Rachel threw a pillow at him: “I do intend to wear white.” She laughed. “Momma says she wants one of these rich bankers that come on board all the time to marry me…they’re so…soft.” She crawled back up into the bed and rested her head on Ezra’s shoulder. “I don’t want to get married,” she said flatly.

“Why?” Ezra asked, slightly surprised by her sudden change of demeanor.

“Lincoln may have freed the slaves, but he didn’t do shit for women.”

“So why are you lyin’ in a bed with a Southern cuss?” he asked softly, all the while stroking her hair.

Rachel smiled, looking up into her bed partner’s eyes. “I like sex.”

“Well,” Ezra sighed, “I can’t argue with that.”

“Momma said that the first time she did it with her first husband, she didn’t know what to expect,” her eyes smiled bright during the story, “so she laid newspaper on the bed and hid a twitch under her pillow.”

Ezra laughed and the muscles on his stomach quivered. “I have a hard time seein’ your mother in that particular light.”

“Momma is full of surprises.”

“That, my dear, is an understatement.”

Rachel smiled and slowly slid her soft fingers over Ezra’s stomach. “It’s a good thing I don’t take after her,” she said softly, pressing her lips to his.

“Absolutely,” Ezra muttered, wrapping his arms around Rachel’s tiny waist.


When Ezra stepped off the ‘Blue Rose’ riverboat, he never dreamed it would be his last. He tipped his hat to Miss Betty Kramer, Rachel’s mother. She winked at Ezra and sent him a kiss, and then turned her attention to someone new. Ezra watched as Rachel waved goodbye to him, and suddenly laugh before turning to move back inside the large gambling hall. He wasn’t bothered by it, it was part of the lifestyle he’d ‘chosen’ to live by.

The town of Shaw was located on the west bank of the Mississippi River. It served more for settlers moving west. Horses, wagons, a blacksmith, and general store, filled the muddy streets while street vendors tried to sell their homemade items. Everyone needed money.

Maude would call this place ‘ripe for the taking’ but Ezra saw it only as a temporary stop along his way. He was going to San Francisco. There, he intended to buy his own saloon with the finest alcohol, and the best gambling.

“If you’s headin’ West, boy, you best buy up some supplies,” a street vender yelled, holding up a woven blanket. His toothless grin scared the little children that were new to the area, and his steely eyes terrified the young women that were looking for a new life.

Ezra ignored him.

“How’s about some of Momma’s Elixir, proven to cure all ailments, and remove any stain?”

Ezra shook his head and moved passed the man holding up the small glass jars. He was only here for the night, and then he was heading out. Ezra stopped suddenly when a young woman wearing a blue dress stepped out of the General Store in front of him.

“I’m sorry,” she said softly, trying to gather up her collection of items that had fallen. “I didn’t mean to…”
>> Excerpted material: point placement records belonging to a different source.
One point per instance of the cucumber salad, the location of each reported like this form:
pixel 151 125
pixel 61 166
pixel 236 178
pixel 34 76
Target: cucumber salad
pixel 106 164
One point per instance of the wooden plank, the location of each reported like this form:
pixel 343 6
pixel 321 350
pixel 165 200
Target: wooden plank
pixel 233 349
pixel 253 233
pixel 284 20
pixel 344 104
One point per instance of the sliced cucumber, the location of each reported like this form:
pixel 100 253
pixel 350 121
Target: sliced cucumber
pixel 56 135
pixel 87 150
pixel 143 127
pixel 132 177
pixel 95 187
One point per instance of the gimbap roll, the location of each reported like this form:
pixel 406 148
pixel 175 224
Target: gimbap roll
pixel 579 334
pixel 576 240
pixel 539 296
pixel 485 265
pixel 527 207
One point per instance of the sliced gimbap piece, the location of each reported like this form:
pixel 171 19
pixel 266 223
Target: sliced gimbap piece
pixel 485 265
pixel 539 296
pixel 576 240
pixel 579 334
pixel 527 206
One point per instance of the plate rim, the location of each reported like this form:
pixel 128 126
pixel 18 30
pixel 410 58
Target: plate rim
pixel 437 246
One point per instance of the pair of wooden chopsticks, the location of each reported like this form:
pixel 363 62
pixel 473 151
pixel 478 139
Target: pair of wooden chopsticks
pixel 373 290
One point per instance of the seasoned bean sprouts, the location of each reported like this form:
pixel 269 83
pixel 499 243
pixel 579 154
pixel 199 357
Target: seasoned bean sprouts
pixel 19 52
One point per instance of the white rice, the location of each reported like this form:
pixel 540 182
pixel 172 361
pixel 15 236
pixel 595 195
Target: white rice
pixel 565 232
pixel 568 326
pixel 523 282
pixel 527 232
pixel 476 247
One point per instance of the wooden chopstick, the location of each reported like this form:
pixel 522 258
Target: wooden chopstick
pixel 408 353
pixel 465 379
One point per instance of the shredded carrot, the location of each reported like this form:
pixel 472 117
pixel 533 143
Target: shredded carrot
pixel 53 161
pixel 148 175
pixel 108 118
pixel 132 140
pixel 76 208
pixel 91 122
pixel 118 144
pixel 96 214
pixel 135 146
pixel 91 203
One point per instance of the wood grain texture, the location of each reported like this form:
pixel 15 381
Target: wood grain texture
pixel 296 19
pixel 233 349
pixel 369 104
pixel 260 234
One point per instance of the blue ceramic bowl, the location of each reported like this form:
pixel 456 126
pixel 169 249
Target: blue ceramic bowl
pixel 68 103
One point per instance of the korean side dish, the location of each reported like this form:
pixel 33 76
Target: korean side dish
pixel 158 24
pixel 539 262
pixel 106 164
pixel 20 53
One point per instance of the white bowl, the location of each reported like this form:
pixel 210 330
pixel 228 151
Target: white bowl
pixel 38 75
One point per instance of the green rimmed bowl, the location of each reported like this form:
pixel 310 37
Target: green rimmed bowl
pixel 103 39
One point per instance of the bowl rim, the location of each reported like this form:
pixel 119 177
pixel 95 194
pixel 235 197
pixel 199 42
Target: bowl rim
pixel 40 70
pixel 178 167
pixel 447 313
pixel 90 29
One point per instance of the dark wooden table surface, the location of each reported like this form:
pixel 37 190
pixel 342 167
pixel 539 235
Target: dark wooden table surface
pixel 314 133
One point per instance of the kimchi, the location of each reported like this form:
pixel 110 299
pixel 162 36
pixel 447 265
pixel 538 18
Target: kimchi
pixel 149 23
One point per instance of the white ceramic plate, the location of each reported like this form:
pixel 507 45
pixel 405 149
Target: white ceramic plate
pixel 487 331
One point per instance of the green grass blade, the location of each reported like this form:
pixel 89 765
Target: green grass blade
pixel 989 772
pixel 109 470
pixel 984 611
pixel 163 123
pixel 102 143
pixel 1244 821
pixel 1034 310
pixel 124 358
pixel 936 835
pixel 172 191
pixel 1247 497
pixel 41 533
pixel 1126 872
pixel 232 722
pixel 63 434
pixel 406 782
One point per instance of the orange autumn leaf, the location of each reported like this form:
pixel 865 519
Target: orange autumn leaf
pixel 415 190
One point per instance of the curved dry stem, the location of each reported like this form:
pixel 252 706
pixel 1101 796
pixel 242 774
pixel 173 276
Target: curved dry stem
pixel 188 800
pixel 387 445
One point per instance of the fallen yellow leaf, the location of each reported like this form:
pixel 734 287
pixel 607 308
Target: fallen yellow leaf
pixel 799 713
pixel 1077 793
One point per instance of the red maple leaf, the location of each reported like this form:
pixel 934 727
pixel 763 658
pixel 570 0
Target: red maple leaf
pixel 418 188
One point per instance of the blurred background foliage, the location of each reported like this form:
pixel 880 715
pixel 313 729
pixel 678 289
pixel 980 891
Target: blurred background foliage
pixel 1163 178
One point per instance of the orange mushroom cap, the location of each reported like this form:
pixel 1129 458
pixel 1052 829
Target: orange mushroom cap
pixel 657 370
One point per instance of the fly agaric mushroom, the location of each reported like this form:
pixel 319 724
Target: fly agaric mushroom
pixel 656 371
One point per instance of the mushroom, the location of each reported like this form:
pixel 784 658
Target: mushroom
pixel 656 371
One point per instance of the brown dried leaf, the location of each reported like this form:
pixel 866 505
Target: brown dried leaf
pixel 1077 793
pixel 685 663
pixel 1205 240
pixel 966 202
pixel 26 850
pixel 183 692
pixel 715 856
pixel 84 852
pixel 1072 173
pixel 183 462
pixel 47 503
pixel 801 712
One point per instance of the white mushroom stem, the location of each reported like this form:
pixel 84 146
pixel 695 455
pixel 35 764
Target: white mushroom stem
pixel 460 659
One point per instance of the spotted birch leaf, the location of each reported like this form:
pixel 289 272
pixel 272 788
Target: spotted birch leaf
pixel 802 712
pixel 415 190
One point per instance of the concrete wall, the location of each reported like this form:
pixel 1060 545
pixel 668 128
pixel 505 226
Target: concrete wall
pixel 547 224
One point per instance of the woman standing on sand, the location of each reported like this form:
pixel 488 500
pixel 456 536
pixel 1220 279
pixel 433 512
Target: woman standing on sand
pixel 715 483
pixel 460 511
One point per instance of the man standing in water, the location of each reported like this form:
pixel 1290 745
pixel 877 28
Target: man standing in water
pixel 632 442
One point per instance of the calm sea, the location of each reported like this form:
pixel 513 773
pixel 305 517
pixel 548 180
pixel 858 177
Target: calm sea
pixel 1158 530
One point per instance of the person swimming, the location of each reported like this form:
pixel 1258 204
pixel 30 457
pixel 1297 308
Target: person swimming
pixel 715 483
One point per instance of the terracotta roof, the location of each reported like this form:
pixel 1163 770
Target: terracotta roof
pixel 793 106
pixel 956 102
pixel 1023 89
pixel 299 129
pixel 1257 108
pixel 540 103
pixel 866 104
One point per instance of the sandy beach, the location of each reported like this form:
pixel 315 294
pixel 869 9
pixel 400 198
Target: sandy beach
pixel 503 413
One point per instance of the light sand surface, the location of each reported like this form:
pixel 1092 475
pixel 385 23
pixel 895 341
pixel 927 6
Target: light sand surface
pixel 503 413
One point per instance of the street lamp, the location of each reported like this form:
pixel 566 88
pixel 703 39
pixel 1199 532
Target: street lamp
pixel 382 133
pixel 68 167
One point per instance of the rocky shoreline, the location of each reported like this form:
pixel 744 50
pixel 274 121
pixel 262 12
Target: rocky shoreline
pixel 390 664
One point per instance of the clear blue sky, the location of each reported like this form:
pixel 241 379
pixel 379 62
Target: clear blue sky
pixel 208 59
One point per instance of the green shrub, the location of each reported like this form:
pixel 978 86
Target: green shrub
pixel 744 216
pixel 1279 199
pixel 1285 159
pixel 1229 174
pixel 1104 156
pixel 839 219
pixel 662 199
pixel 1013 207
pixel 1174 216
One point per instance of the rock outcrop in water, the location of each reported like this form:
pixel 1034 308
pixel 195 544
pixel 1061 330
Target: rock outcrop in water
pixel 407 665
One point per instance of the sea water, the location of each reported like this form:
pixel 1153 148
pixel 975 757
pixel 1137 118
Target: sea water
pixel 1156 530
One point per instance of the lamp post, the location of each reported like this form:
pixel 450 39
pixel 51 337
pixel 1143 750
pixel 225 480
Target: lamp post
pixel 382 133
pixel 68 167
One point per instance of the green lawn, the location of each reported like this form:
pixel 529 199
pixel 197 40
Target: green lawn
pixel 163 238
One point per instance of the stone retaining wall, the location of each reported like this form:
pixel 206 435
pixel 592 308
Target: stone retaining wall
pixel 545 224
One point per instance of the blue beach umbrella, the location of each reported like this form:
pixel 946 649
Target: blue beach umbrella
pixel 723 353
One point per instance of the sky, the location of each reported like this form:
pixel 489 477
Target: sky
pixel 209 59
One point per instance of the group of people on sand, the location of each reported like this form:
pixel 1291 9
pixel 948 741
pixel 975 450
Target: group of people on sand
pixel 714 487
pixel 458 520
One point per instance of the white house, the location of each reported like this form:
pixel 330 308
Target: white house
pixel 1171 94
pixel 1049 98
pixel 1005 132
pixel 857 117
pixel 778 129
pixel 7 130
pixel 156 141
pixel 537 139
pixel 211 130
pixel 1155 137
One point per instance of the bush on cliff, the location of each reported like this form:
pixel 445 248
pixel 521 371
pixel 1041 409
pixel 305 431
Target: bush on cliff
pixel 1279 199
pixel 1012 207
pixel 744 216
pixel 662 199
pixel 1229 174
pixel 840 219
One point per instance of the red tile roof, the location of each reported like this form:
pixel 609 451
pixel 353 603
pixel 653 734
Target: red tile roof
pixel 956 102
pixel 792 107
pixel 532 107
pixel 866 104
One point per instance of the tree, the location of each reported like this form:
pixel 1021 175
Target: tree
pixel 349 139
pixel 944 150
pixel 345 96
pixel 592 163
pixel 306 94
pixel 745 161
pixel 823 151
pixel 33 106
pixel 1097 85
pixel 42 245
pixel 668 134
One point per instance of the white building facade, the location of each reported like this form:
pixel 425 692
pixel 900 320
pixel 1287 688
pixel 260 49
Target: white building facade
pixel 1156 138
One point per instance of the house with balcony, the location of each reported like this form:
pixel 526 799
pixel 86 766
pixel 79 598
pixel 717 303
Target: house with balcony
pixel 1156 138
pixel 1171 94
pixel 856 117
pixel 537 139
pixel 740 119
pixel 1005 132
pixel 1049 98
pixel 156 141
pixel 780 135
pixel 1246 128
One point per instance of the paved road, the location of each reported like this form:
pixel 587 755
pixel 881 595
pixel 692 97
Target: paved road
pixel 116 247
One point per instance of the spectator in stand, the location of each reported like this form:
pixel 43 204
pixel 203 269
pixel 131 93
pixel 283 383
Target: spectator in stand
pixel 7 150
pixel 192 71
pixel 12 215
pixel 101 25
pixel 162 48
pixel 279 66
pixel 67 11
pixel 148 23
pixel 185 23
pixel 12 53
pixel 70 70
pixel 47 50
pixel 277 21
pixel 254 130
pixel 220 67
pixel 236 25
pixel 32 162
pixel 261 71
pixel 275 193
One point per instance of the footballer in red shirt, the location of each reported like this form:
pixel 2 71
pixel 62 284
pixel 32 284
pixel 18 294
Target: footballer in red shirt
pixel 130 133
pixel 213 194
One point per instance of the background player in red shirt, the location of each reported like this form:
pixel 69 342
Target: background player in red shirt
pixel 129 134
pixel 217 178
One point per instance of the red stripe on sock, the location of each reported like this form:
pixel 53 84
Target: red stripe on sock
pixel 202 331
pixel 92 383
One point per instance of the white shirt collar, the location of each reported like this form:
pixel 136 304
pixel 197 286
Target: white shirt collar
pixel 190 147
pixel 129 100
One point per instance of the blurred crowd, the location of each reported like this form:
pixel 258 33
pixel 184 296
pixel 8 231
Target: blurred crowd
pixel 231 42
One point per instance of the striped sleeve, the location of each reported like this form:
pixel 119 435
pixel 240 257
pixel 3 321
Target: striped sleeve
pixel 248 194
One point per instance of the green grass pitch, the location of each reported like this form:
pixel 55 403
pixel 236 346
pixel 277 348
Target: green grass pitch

“No apology necessary,” Ezra replied, picking up a bag that she’d dropped. “Would you like some help?” he offered, with a dimpled smile.

“That would be most appreciated.” She sighed, and pushed some of her items into his arms. “My name’s Mary O’Brien.”

“Ezra Standish.”

The woman nodded and walked confidently down the tattered boardwalk. “My fiancé thought it would be best if I moved west after he did, that way he could get everything settled.” She laughed. “We’re getting married as soon as I arrive in Portland.”

“You’re traveling alone?” Ezra asked, slightly surprised.

“No, my brother, Ephraim is traveling with me. I would imagine, that, at this very moment, he’s trying to sell my father’s horse,” she laughed, as though this was a joke Ezra was in on. 

“I’m sorry?”

“Oh,” she laughed again, and her whole face lit up. “I’m so sorry…you see, my father died six months ago, and he raised thoroughbreds. However, on his deathbed, he made Ephraim swear that he’d never sell Double Trouble, his prized three year old colt out of the mare Datmia…”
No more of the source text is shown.